AWR Blog

by The Associated Press

MISSOULA, Mont. — A federal judge has ruled that the U.S. Fish and Wildlife Service is arbitrarily excluding “critical habitat” that could be occupied by the elusive Canada lynx, which were listed a decade ago as threatened.

U.S. District Judge Donald Molloy ruled Wednesday the agency excluded large swaths of Western habitat from protection when it recommended in 2009 that 39,000 square miles in Maine, Minnesota, Montana, Wyoming, Idaho and Washington be designated as critical habitat.

He said in his ruling that tens of thousands of acres in southwest Montana, north and central Idaho and throughout Colorado should have been considered for protection.

Fish and Wildlife Service representatives, who were not available for comment Thursday, had argued the agency excluded some habitat in the West because there was no evidence lynx were reproducing there. But the judge said the absence of that evidence was not necessarily cause for exclusion, especially if the area hasn’t been surveyed for breeding animals.

The Sierra Club, Alliance for the Wild Rockies, Native Ecosystems Council and Center for Native Ecosystems filed suit in U.S. District Court in 2009, saying more designated habitat is needed in Colorado, Montana and Idaho.

Michael Garrity, executive director at the Alliance for the Wild Rockies, said Molloy’s ruling basically told the Fish and Wildlife Service to go back and take another look at its lynx plan.

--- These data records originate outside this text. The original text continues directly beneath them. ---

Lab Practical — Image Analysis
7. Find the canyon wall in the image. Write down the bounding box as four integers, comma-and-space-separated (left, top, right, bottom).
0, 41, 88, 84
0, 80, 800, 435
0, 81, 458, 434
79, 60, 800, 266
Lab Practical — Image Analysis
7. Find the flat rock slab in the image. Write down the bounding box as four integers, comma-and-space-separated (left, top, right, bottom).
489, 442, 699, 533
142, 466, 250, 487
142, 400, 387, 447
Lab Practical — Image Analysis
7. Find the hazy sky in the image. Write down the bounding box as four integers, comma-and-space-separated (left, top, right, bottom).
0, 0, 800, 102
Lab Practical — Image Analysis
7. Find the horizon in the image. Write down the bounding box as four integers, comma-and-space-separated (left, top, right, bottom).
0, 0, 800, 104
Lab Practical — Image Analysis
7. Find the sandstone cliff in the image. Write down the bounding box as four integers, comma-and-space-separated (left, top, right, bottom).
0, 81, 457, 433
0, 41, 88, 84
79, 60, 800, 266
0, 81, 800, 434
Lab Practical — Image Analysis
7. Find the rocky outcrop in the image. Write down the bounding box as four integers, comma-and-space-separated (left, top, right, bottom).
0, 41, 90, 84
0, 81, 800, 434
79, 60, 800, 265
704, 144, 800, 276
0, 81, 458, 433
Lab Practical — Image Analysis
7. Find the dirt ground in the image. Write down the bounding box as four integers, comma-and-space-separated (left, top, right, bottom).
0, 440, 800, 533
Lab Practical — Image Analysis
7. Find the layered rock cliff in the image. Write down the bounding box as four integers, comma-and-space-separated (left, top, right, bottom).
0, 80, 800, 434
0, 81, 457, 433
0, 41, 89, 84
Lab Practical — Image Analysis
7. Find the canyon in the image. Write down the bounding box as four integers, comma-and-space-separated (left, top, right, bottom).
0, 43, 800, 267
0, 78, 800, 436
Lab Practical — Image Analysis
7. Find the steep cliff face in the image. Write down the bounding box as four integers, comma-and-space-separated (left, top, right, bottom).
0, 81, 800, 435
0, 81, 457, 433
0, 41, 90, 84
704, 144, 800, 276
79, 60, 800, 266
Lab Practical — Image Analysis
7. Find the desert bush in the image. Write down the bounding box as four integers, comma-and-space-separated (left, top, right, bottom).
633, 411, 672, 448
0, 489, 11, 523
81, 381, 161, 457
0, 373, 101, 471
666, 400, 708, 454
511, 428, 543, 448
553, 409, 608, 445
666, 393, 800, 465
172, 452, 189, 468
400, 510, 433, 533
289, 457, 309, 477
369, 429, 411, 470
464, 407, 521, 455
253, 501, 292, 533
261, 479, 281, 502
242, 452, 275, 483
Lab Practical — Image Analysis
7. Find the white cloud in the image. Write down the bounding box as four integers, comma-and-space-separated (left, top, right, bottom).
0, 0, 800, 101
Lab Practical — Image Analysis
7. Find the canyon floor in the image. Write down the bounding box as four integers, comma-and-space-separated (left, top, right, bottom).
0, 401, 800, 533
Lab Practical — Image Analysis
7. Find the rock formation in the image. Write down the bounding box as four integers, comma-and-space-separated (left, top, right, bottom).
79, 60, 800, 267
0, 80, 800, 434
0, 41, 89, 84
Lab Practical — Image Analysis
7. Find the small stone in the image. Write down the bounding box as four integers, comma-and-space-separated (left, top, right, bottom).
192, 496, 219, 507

“The Endangered Species Act requires the U.S. Fish and Wildlife Service to try and recover lynx populations, so they can eventually be removed from the endangered species list,” he said. “The previous critical habitat designation fell far short.”

He added that if all the lands currently excluded were designated, it would more than double the size of the critical habitat range.

Molloy said Wednesday all existing habitat designations should remain in place for the lynx until a new review is completed.